In his first full collection of poems and flash fiction, Thomas McColl demonstrates the truth of Seamus Heaney’s remark that poets are distinguished by their ability to “notice things.” These fifty-six pieces are notable for their acute observation and unconventional treatment of a variety of topics.
In the poem “I”, a rule of grammar, arguably, symbolises the instability of personal identity; with e.e.cummings as a precursor perhaps, the narrating personal pronoun reveals that he is threatened with demotion to lower case for the crime of considering himself the most important person in the world. In ludic verse, he wonders when his sentence will begin but then realises that it had already begun “in the previous sentence”. Consoled by the promise of an exclamation mark for good behaviour while incarcerated, the narrator reflects,
An i followed by an exclamation mark
is almost a capital i, just once removed [,]

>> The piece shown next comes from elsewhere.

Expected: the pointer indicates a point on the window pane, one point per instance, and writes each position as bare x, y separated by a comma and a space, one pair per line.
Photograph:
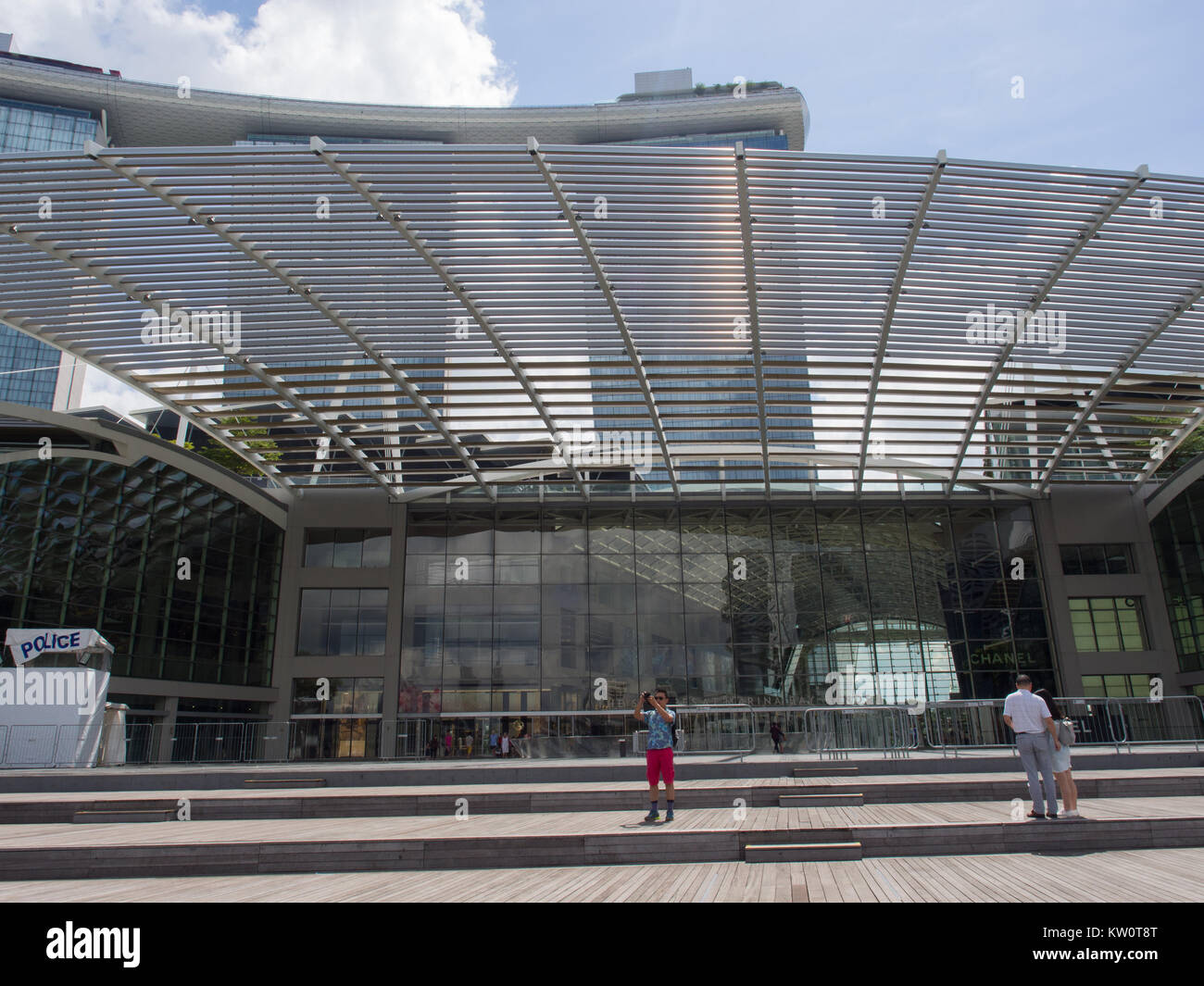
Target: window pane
320, 548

before announcing his intention to demand the compensation of an exclamation mark. Not only that, he requires the restoration of capitalisation once his application to be the most important person in the world is approved. Such restitution would clear his name,
so everyone can see
the gods at last are pleased with me.
This closing couplet hammers home the narrator’s self-righteousness all the more effectively for being the second of only two rhymed lines in this otherwise unrhymed poem.

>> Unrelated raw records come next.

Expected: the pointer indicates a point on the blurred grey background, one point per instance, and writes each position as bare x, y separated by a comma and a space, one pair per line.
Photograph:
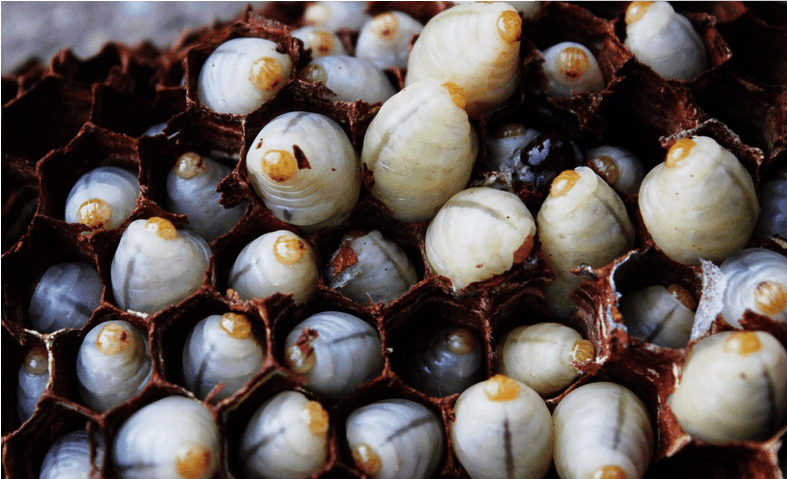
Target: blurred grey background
40, 29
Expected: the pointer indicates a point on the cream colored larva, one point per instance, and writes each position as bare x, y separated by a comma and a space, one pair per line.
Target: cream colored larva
479, 233
581, 221
733, 388
242, 74
305, 169
602, 430
699, 203
475, 46
420, 149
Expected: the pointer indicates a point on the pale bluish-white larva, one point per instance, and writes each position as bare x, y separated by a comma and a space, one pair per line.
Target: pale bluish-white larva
733, 388
664, 40
33, 378
156, 266
479, 233
191, 187
287, 438
544, 356
65, 297
581, 221
221, 349
602, 430
502, 429
103, 197
475, 46
350, 78
571, 67
113, 364
385, 39
756, 280
242, 74
699, 203
305, 169
381, 273
618, 166
420, 149
395, 439
449, 362
172, 438
660, 315
336, 352
277, 262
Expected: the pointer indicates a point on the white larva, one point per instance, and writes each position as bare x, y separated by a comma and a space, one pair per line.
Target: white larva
113, 365
191, 187
602, 430
395, 439
699, 203
336, 352
305, 169
221, 349
287, 438
475, 46
156, 266
350, 78
33, 377
382, 271
102, 198
581, 221
242, 74
172, 438
65, 297
544, 356
277, 262
479, 233
571, 67
385, 39
502, 429
733, 388
660, 315
756, 280
664, 40
420, 148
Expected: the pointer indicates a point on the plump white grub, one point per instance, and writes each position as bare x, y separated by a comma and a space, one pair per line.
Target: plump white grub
336, 352
102, 198
664, 40
65, 297
602, 430
733, 388
191, 187
395, 439
221, 349
618, 166
479, 233
385, 39
277, 262
156, 266
581, 221
287, 438
475, 46
660, 315
305, 169
699, 203
242, 74
350, 78
544, 356
420, 149
33, 377
113, 365
502, 429
172, 438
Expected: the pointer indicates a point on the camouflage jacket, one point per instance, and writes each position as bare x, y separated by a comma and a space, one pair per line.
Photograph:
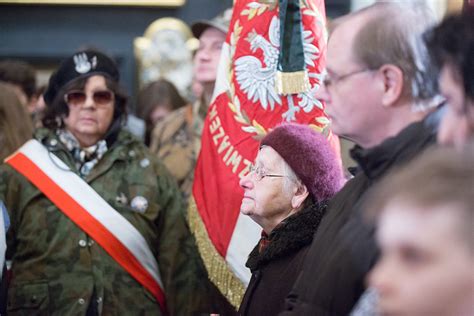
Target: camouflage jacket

In “Pervert”, the narrator’s identity is hijacked by his new neighbours’ campaign of intimidation. That abuse is so relentless that, shades of Stockholm syndrome, he begins to side with his tormenters and to doubt his own innocence. His unemotional recitation of incidents is at odds with the barbarity of his treatment: phlegm and used condoms delivered through his letter box; being threatened, shunned and regarded “with contempt and disgust”; having the word “PERVERT” daubed on his front door – a mark of Cain, emblazoning his disgrace for all to see. Even the council seemingly conspires against him, exceptionally permitting villagers to play loud music at night so that sleeplessness may intensify his waking nightmare. Rather than resisting this onslaught, the narrator is persuaded that he deserves to be punished. The concluding stanza delivers the punchline:
And now it’s me
who’s beginning to see
it as some kind of sign.
Xenophobia in small communities is an uncomfortable truth explored in this vers libre with occasional rhymes. The pattern of the four-line first stanza deftly complements its sense, with a one-word third line sandwiched, or left hanging, much like clothes left hanging on a washing line, between two much longer lines.

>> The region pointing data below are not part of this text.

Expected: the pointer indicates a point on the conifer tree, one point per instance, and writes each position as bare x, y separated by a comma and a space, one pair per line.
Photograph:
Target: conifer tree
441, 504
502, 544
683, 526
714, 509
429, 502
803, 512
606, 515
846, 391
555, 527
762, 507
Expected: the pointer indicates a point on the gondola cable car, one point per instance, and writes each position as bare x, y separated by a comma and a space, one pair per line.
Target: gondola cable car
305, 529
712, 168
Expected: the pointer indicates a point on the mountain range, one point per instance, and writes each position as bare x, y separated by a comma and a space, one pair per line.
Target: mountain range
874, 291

In other pieces, McColl turns humorous attention towards contrasting attitudes towards the passage of time, such as when dreaded as a deadline by a hard-pressed office worker, or suffered as a theft by a flat owner and enjoyed as a holiday destination in a time-travelling future. He also takes a swipe at the absurdities of bureaucratic overkill in a scenario where pedestrians are compelled to wear number plates. In a flash fiction demonstrating the slipperiness of definitions, he highlights the difficulty of establishing a moral centre of gravity, reckoning that competing ideologies are defined and underpinned by their very opposition; in these terms, each would lose its rationale should the other cease to exist. There is much to savour in this collection as the poet satirises individuals and attitudes in a mosaic of writing composed in McColl’s often quirky and always inimitable style.